2. The machine tool power consumption prediction system as claimed in claim 1, wherein the at least one machine tool includes a plurality of machine tools, the computer includes an upper threshold value and is connected to a manufacture order scheduling system to obtain a schedule associated with the machine tools and the numerical control programs to be executed by the machine tools, and the computer is configured to generate an execution schedule and the power consumption estimate associated with the execution schedule according to the schedule, the numerical control programs to be executed, the upper threshold value, and the power consumption estimate corresponding to the schedule and the numerical control programs to be executed.

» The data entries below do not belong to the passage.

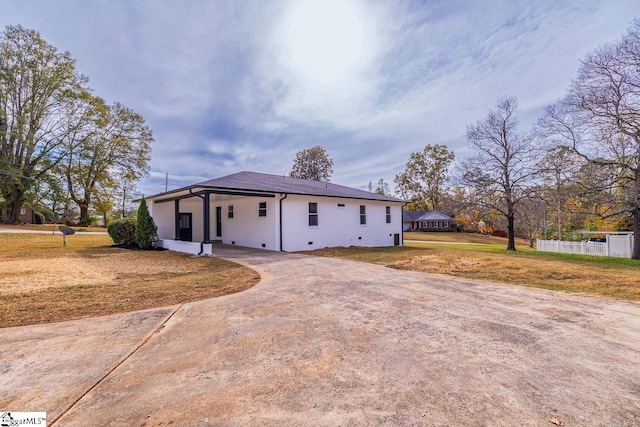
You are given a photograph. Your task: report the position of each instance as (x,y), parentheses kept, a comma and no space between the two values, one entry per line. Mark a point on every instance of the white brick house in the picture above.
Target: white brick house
(274,212)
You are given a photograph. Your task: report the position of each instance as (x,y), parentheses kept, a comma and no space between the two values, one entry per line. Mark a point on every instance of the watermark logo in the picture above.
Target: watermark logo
(11,419)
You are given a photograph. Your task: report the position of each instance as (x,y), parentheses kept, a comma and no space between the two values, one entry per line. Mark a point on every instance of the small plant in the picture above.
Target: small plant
(122,231)
(146,230)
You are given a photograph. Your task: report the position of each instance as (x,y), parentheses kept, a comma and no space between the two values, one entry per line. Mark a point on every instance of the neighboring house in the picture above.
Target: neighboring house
(425,220)
(274,212)
(27,215)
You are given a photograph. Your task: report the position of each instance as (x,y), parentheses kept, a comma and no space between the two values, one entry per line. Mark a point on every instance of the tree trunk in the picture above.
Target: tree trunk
(511,245)
(15,202)
(84,213)
(636,234)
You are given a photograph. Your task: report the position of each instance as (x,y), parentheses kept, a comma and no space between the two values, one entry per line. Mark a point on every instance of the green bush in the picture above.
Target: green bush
(146,230)
(39,218)
(122,231)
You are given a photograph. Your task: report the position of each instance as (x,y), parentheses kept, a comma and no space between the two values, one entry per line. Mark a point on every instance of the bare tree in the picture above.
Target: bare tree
(118,144)
(39,87)
(600,120)
(558,169)
(424,178)
(501,172)
(313,163)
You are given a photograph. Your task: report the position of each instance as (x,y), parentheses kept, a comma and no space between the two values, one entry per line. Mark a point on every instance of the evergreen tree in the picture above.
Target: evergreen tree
(146,229)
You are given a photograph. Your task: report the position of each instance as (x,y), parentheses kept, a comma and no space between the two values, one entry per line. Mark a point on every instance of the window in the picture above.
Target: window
(313,214)
(262,209)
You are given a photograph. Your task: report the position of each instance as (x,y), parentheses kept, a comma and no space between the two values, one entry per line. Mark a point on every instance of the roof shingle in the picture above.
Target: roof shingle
(255,181)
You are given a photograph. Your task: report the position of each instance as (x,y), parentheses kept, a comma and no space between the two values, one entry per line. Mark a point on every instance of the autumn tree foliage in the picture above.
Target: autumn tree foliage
(56,136)
(424,179)
(599,120)
(313,163)
(500,172)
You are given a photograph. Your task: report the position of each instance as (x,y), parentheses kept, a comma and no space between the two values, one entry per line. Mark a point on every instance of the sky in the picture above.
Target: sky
(228,86)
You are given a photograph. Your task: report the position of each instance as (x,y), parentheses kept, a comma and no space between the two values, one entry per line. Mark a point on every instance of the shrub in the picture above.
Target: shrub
(122,231)
(146,230)
(38,218)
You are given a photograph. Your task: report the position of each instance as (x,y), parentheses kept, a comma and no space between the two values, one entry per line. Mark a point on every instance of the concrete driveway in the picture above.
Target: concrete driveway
(330,342)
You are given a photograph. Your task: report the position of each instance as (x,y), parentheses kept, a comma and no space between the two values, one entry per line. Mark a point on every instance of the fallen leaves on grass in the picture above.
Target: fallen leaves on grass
(92,279)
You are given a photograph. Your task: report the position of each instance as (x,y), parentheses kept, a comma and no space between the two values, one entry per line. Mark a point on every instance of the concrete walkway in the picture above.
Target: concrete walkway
(331,342)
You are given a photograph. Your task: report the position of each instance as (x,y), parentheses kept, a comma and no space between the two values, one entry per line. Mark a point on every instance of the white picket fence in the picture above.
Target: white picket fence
(615,246)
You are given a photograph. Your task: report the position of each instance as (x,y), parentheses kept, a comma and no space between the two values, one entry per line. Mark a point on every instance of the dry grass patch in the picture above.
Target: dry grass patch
(41,281)
(48,227)
(606,277)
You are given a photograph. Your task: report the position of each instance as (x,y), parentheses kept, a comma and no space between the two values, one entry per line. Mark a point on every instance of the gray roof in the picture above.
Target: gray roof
(408,216)
(262,182)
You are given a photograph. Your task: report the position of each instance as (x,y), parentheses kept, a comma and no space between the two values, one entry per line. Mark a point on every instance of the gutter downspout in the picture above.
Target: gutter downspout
(281,199)
(401,223)
(202,198)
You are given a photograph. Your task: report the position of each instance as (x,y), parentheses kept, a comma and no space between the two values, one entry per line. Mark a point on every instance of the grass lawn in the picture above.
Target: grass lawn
(600,276)
(48,227)
(41,281)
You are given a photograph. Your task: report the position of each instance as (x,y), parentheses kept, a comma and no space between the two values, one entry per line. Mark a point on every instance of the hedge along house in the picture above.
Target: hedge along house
(274,212)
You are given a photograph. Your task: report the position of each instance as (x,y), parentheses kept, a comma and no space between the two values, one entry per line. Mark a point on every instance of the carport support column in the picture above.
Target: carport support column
(207,217)
(176,214)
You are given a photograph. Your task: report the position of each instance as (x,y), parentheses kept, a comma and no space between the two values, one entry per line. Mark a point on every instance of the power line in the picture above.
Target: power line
(13,174)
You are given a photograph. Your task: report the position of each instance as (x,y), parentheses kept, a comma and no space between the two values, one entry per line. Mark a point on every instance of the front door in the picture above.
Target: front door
(219,221)
(186,230)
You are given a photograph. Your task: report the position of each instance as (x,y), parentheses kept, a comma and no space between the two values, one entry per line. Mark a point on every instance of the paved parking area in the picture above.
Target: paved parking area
(331,342)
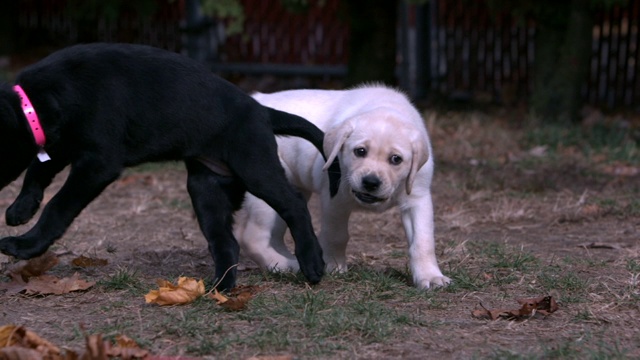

3. The machine tool power consumption prediction system as claimed in claim 2, wherein the schedule is a working schedule including the numerical control programs to be executed by the machine tools within a day, the upper threshold value is a power consumption threshold value for every 15-minute interval, and the computer is configured for generating the execution schedule and the power consumption estimate associated with the execution schedule to get a total power consumption value during every 15-minute interval to be below the power consumption threshold value and generating a warning when the total power consumption value during every 15-minute intervals is not to be below the power consumption threshold value.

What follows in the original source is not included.